Technocratic populism is exemplified in the contemporary context by Andrej Babiš’ ANO 2011. This is the leading force in today’s Czech government, and “strategically uses the appeal of technocratic competence and weaponizes numbers to deliver a populist message”, which emerges “at critical junctures as an alternative to the ideology of liberal democratic pluralism”.
The authors argue that the broader appeal of technocratic populism in comparison with economic and nativist forms of populism, as well as its claim to rule in the name of “the people” on the grounds of technical expertise, make it a “sophisticated threat to liberal democracy”. In particular, by combining an emphasis on technocratic expertise with a people-centric message, this form of populism may lead to democratic backsliding by fueling civic apathy and by providing political actors with a master frame to “legitimize” concentrations of power.
Luigi Curini (2019). “The Spatial Determinants of the Prevalence of Anti-Elite Rhetoric Across Parties”, West European Politics
Spatial analyses of political competition are a true political science classic, and this article by Luigi Curini shows the utility and elegance of such approaches to the study of key aspects of contemporary party politics.

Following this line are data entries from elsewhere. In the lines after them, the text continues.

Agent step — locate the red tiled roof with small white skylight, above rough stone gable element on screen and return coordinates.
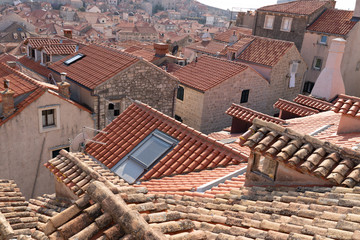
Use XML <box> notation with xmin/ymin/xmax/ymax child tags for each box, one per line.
<box><xmin>49</xmin><ymin>45</ymin><xmax>139</xmax><ymax>89</ymax></box>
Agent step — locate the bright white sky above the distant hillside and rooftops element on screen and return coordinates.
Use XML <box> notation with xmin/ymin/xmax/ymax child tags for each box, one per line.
<box><xmin>198</xmin><ymin>0</ymin><xmax>356</xmax><ymax>11</ymax></box>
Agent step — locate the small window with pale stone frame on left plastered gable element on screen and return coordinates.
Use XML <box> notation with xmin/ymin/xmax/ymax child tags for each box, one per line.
<box><xmin>39</xmin><ymin>105</ymin><xmax>60</xmax><ymax>133</ymax></box>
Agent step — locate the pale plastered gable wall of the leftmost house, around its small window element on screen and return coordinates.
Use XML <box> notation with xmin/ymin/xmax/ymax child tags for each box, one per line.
<box><xmin>0</xmin><ymin>90</ymin><xmax>94</xmax><ymax>198</ymax></box>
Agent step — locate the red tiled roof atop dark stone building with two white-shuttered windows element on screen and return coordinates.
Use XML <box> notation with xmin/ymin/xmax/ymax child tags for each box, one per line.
<box><xmin>257</xmin><ymin>0</ymin><xmax>326</xmax><ymax>15</ymax></box>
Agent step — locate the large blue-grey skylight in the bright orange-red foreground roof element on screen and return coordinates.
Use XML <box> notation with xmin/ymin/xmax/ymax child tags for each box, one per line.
<box><xmin>111</xmin><ymin>130</ymin><xmax>178</xmax><ymax>183</ymax></box>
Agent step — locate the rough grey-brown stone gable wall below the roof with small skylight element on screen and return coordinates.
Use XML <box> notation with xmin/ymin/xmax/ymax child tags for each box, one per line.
<box><xmin>94</xmin><ymin>61</ymin><xmax>178</xmax><ymax>129</ymax></box>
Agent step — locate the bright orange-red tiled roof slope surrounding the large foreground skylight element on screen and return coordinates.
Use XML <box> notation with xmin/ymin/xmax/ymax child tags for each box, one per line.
<box><xmin>86</xmin><ymin>102</ymin><xmax>247</xmax><ymax>180</ymax></box>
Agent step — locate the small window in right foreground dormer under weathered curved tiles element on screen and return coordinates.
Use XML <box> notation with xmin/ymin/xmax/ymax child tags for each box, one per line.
<box><xmin>251</xmin><ymin>154</ymin><xmax>278</xmax><ymax>180</ymax></box>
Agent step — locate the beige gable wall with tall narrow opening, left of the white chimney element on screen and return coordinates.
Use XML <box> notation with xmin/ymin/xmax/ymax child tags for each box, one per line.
<box><xmin>268</xmin><ymin>46</ymin><xmax>307</xmax><ymax>106</ymax></box>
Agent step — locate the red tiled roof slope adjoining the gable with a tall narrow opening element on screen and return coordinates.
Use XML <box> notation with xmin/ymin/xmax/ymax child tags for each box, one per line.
<box><xmin>237</xmin><ymin>37</ymin><xmax>295</xmax><ymax>66</ymax></box>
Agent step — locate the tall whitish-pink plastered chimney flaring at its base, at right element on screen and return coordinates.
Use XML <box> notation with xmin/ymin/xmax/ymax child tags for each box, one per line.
<box><xmin>311</xmin><ymin>38</ymin><xmax>346</xmax><ymax>101</ymax></box>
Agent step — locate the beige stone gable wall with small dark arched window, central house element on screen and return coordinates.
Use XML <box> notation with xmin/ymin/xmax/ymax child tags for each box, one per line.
<box><xmin>200</xmin><ymin>68</ymin><xmax>273</xmax><ymax>133</ymax></box>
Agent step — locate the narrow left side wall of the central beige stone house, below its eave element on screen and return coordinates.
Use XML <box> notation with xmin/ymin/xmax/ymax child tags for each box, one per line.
<box><xmin>175</xmin><ymin>84</ymin><xmax>204</xmax><ymax>131</ymax></box>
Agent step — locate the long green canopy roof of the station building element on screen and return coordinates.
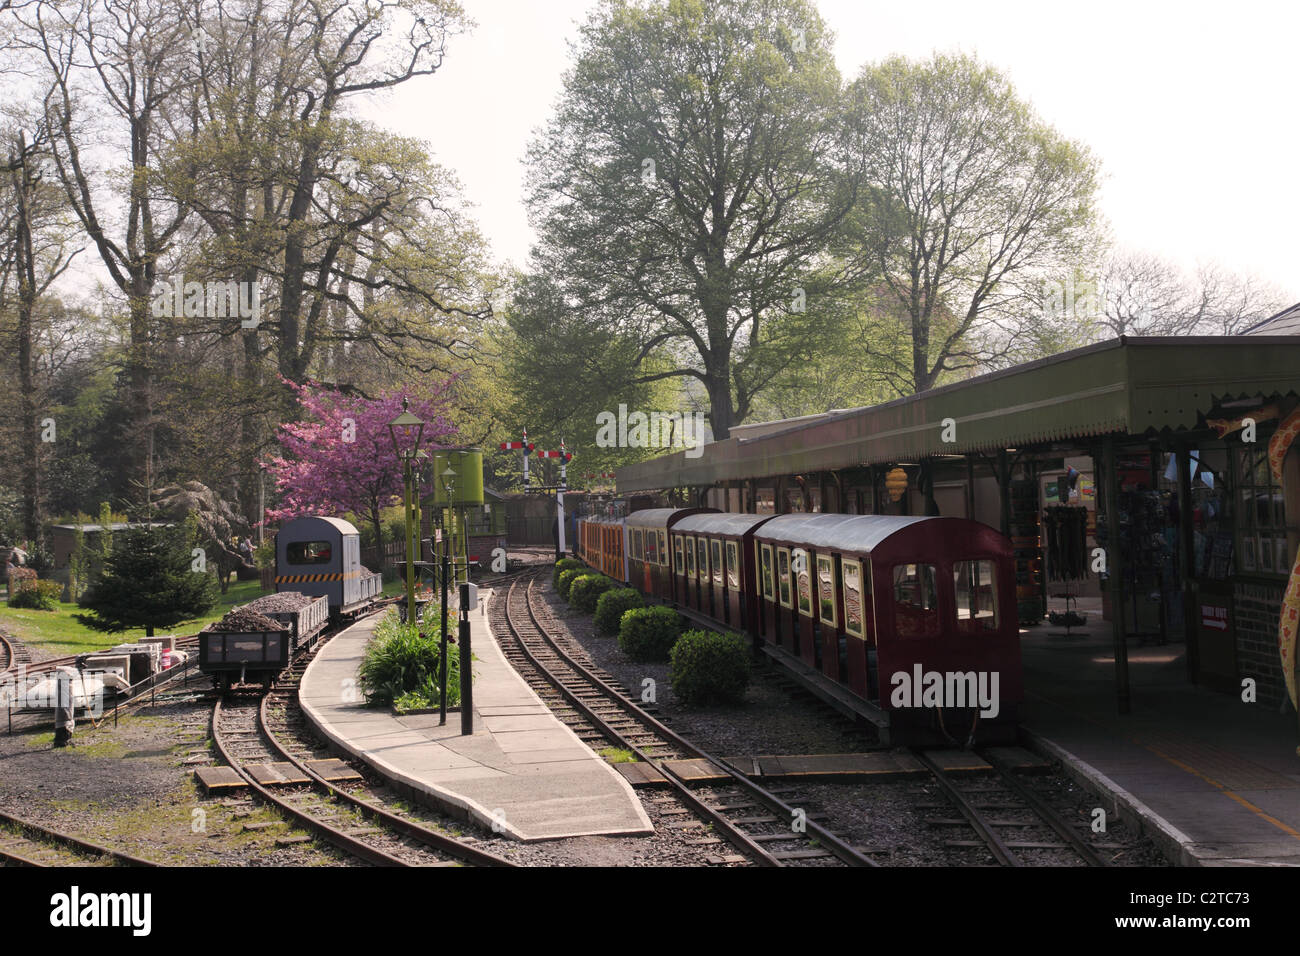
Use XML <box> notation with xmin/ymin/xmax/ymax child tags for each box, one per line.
<box><xmin>616</xmin><ymin>336</ymin><xmax>1300</xmax><ymax>493</ymax></box>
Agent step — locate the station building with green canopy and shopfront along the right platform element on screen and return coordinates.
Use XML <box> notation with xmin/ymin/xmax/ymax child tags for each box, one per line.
<box><xmin>618</xmin><ymin>332</ymin><xmax>1300</xmax><ymax>713</ymax></box>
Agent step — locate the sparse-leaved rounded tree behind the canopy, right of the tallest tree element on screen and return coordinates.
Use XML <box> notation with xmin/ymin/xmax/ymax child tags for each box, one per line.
<box><xmin>837</xmin><ymin>55</ymin><xmax>1099</xmax><ymax>392</ymax></box>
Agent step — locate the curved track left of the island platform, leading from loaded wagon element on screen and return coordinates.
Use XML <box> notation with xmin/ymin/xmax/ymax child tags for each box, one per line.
<box><xmin>212</xmin><ymin>616</ymin><xmax>514</xmax><ymax>866</ymax></box>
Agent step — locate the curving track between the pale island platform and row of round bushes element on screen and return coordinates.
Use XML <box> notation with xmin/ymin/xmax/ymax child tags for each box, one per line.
<box><xmin>493</xmin><ymin>570</ymin><xmax>876</xmax><ymax>866</ymax></box>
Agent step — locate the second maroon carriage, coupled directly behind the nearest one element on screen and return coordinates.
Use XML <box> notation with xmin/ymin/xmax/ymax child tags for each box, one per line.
<box><xmin>672</xmin><ymin>512</ymin><xmax>772</xmax><ymax>637</ymax></box>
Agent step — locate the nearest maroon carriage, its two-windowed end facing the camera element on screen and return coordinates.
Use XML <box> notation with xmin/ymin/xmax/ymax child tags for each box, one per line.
<box><xmin>754</xmin><ymin>514</ymin><xmax>1023</xmax><ymax>739</ymax></box>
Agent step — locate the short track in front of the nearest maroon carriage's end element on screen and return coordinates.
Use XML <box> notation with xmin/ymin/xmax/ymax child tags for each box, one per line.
<box><xmin>913</xmin><ymin>750</ymin><xmax>1108</xmax><ymax>866</ymax></box>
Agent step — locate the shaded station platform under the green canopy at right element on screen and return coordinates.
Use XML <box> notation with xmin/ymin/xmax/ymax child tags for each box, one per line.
<box><xmin>1021</xmin><ymin>601</ymin><xmax>1300</xmax><ymax>866</ymax></box>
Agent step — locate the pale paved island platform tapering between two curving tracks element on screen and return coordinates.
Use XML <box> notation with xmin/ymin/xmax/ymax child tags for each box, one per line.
<box><xmin>299</xmin><ymin>589</ymin><xmax>653</xmax><ymax>840</ymax></box>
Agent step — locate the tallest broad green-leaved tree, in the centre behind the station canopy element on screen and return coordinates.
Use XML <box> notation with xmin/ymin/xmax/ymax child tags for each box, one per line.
<box><xmin>529</xmin><ymin>0</ymin><xmax>858</xmax><ymax>438</ymax></box>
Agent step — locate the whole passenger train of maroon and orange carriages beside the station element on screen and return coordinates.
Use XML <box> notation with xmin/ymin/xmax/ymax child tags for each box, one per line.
<box><xmin>577</xmin><ymin>509</ymin><xmax>1023</xmax><ymax>744</ymax></box>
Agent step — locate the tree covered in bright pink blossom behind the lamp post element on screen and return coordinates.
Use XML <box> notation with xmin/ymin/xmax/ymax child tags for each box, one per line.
<box><xmin>263</xmin><ymin>378</ymin><xmax>456</xmax><ymax>541</ymax></box>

Using data from the 2014 Chapel Hill Expert Survey data, the author conceptualizes anti-elitism “as a non-policy vote-winning strategy” that has “quasi-valence” features, because they can be positively evaluated by a wide pool of voters. In light of such properties, anti-elitism is understood as a strategy that can potentially be used by any political actor with the goal of increasing their electoral appeal.

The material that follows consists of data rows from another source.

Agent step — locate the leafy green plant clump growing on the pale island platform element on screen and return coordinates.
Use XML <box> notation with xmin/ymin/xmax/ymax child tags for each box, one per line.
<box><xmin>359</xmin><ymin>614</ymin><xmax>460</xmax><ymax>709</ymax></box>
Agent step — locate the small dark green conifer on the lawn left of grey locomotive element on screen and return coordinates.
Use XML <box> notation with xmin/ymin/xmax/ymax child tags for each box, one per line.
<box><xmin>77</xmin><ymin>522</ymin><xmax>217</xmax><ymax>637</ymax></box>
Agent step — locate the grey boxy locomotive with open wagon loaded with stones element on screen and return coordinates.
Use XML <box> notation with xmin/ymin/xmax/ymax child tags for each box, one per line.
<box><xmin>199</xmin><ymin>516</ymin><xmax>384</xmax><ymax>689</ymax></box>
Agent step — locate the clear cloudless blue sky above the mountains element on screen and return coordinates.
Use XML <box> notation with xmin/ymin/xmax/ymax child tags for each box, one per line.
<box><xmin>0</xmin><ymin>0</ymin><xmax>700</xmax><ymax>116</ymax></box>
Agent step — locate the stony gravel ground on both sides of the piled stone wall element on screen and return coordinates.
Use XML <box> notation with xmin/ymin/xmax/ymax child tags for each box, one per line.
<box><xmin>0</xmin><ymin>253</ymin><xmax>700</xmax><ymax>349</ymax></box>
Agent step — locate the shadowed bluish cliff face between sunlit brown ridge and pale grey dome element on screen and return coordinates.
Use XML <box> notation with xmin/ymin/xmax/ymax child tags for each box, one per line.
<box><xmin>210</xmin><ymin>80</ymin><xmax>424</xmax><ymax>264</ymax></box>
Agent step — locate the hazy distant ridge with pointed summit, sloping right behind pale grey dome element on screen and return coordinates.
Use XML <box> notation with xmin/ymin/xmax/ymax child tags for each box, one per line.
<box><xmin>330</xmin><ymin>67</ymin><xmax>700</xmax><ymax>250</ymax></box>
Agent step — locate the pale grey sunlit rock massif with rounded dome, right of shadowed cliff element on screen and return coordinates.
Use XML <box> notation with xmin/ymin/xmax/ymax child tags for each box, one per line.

Curini’s analysis suggests that the decision of political parties to focus on anti-elitism “does not depend entirely on some inner identity; it also depends on the spatial environment in which they compete”. Indeed, this paper reveals that a given party has a higher incentive to resort to anti-elitism if it is “ideologically ‘squeezed’ among adjacent parties”. Most notably, in such a context, focusing on anti-elitism may help a political party differentiate itself from its proximate competitors in the eyes of the electorate.
Sergiu Gherghina and Sorina Soare (2019). “Electoral Performance Beyond Leaders? The Organization of Populist Parties in Post-Communist Europe”, Party Politics
Gherghina and Sorina Soare offer an excellent example of how to study the impact of leadership and organizational features on the electoral performance of populist parties.
Grounded in the qualitative analysis of primary and secondary sources, the paper focuses on three cases from post-communist Europe that present considerable differences in terms of their electoral fate: the Bulgaria Without Censorship Party, the Party of Socialists from the Republic of Moldova, and the People’s Party-Dan Diaconescu of Romania.
Rather than treating leadership and organization as a single variable, as it is often the case in the literature, the authors operate a useful and meaningful distinction between the two in their analysis. This approach makes their contribution of interest to comparativists and to scholars of populism.
Most notably, the analysis reveals that personalization and concentration of power in the hands of charismatic leaders is not sufficient to achieve electoral survival. This paper highlights that endogenous factors are important in the decline of populist parties, especially if they do not develop proper organizational structures and rely instead on the personality of their leaders.